Polio survivor speaks out about his life with the disease

By Tema Hemi

"I thought I was an ordinary kid until I reached school - when the other school kids started to give me nasty nicknames." Very hurtful were the memories polio survivor Phillip Rudolph remembers growing up in Manurewa, Auckland. In 1958, as a new-born baby Rudolph contracted the disease. His attempts to live a normal life were hindered because of his condition and led him to a turbulent life of crime. Since Rudolph has become a voice for other Polio survivors. 

Rudolph recalls loving to play sport but also recalls how he was treated as "being emotionally very painful".

Rudolph says, "It hurt! Because after the game I never got a pat. I had to stand in the corner and watch everyone else because they were able body people."

He had his first operation aged just 3 months to drain fluids from his body. Although one leg walked ok and the other didn't due to the effect of the virus.

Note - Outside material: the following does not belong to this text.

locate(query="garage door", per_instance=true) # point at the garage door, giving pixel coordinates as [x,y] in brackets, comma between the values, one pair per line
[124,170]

Rudolph also says, "As I went to primary school, intermediate, I liked it. I was trying to learn, I didn't know that I had a disability until they started calling me 'hoppy' and that stuck with me. 

Rudolph's life started to spiral out of control as he ran away from school and home, got into petty crime and was in out of Boys Hostels. He eventually committed serious crime and served time in Paremoremo Prison. 

"I’ve been spat on, I’ve been picked on, I’ve been called all the names under the sun but I had to bite the bullet. Then I had to start learn how to forget about that and there's other things better. And I started to live without violence, Bernardo's, probation.”   

There are over twelve thousand Polio survivors in New Zealand. Polio, short for poliomyelitis, or infantile paralysis, is an infectious disease caused by the poliovirus. In most cases sufferers are not able to move certain limbs or areas. 

Professor Gareth Parry says, "New infections are now very rare indeed and almost always in immigrants who have come from an endemic area, there are still a few endemic areas. So native New Zealanders are not going to get Polio today."

New Zealand experienced polio epidemics in 1916 to 1956. Polio is typically a disease of children and adolescents, but the risk of paralysis increases markedly with the age.

Parry also says, "People who have had Polio in the past are still amongst us and they are still getting the effects of the disease and sometimes actually getting progressive worsening of their clinical condition. 

Rudolph says in closing, "I would like to give back. I would like to talk about men are changing their lives around."

Rudolph now resides in Tauranga to be closer to his kids and continues to live a violent free life. He says he still struggles with pain to his right leg as a result of his condition.